The biggest problem facing school-sponsored events is their perceived lameness. Let’s face it: no one wants to go to a concert with five other audience members. This past Thursday, February 2, I was walking back to Larrabee from the library with a friend at eleven or so when we both heard loud music coming from Cro’s Nest. It didn’t sound like a documentary or the muffled blast of student-crafted hip-hop, and we were intrigued. After some searching, I’ve found the official name of the event: “S2D: A Taste of the Blues.”
A Rhode Island blues band called Young Neal and the Vipers camped out in Cro’s Nest to play a few impressively long sets, and the room looked like a café, complete with a huge buffet of delicious and free southern food (collard greens, grits, mashed sweet potatoes, cornbread, and on and on). The point is that it wasn’t lame. Not even close. But I had no idea it was happening until I stumbled upon it by accident! There was one advertisement on the whiteboard on the first floor of Cro, and the notification was shoved to the bottom of the daily “what’s-happening-on-campus” email, which I’m pretty sure most people ignore in the first place. The Something to Do (S2D) program clearly has good ideas to keep Conn students occupied and entertained, not to mention the resources to make the events happen for free, but routinely falls short when it comes to advertising the events.

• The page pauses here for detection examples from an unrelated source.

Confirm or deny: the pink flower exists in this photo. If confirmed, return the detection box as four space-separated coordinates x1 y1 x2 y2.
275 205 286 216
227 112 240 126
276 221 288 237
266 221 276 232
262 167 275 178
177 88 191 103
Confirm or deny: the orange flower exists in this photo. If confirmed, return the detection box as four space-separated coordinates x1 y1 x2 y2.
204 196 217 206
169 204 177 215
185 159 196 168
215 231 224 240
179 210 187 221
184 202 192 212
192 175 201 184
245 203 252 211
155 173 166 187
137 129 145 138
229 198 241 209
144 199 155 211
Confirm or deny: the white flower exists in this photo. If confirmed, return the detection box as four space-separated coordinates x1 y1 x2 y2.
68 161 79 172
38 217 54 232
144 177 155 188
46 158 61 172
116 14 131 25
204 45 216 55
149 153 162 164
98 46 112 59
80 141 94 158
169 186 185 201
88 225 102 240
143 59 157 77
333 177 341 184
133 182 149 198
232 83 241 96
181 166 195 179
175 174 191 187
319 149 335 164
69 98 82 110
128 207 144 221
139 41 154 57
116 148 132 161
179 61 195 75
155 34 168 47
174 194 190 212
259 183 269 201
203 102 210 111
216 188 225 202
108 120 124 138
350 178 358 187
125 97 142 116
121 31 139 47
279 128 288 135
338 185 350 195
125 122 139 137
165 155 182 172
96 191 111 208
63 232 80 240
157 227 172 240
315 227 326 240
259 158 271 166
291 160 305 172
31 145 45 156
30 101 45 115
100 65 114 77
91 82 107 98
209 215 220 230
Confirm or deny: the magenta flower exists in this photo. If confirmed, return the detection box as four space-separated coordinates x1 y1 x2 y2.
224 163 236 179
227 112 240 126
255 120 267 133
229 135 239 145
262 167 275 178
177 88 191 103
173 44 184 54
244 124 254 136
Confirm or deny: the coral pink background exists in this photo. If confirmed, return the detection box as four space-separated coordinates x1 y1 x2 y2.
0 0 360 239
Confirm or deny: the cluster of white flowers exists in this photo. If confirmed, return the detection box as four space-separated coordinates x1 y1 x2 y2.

I don’t think the problem here is apathy, a catchall phrase that prescribes a lot of problems here. The blues event was well attended, but only in terms of the size of Cro’s Nest. The room was full of people dancing, eating, and hanging out, but there couldn’t have been more than fifty people in the room at any time throughout the night. This is a campus of thousands of students, and I know more kids would have shown up if they’d known about it.
So, perhaps this is an open letter to the S2D council, and FNL, and SAC, and any other acronymic council that’s listening: advertise. As long as you keep coming up with innovative ideas, there will always be people in attendance, but they’ll only come if they know about it. And if, after advertisement, people still don’t take advantage of events like the blues band, then we have another problem. But “A Taste of the Blues” was the most fun event I’ve been to in recent memory, probably because it differed so much from the usual Thursday night fare. The diversion is more than appreciated, S2D, but you have to let us know it’s happening.